Keshav Pingali, a professor at the University of Texas at Austin, has been awarded the prestigious 2023 ACM-IEEE CS Ken Kennedy Award. The accolade, one of the highest distinctions presented by the IEEE Computer Society (IEEE CS) and the Association for Computing Machinery (ACM), recognizes individuals who have made exceptional contributions to programmability or productivity in high-performance computing and significant community service or mentoring contributions.
The award, which includes a certificate of recognition and a $5,000 honorarium, will be officially presented to Pingali in November at the International Conference for High-Performance Computing, Networking, Storage, and Analysis (SC23).
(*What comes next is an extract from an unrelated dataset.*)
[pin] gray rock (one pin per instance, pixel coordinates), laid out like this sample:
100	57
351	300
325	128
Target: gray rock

Pingali's notable contributions encompass various facets of software theory and practice, particularly in the domains of compilers, tools, and programming languages related to parallelism and memory management. His accomplishments include the development of program transformation algorithms aimed at optimizing cache utilization, the creation of innovative representations for program restructuring, and the introduction of symbolic analysis techniques tailored for intricate numerical algorithms.
Pingali holds the distinguished position of the W.A. "Tex" Moncrief Chair of Grid and Distributed Computing at the University of Texas at Austin. In addition to this role, he maintains joint appointments in the Department of Computer Science, the Oden Institute for Computational Engineering and Sciences, and the Department of Electrical and Computer Engineering.
He earned a Bachelor of Technology (B.Tech) degree from the Indian Institute of Technology, Kanpur, India. Subsequently, he obtained Master of Science (S.M.) and Electrical Engineering (E.E.) degrees from the Massachusetts Institute of Technology (MIT). He received a Doctor of Science (Sc.D) degree from MIT.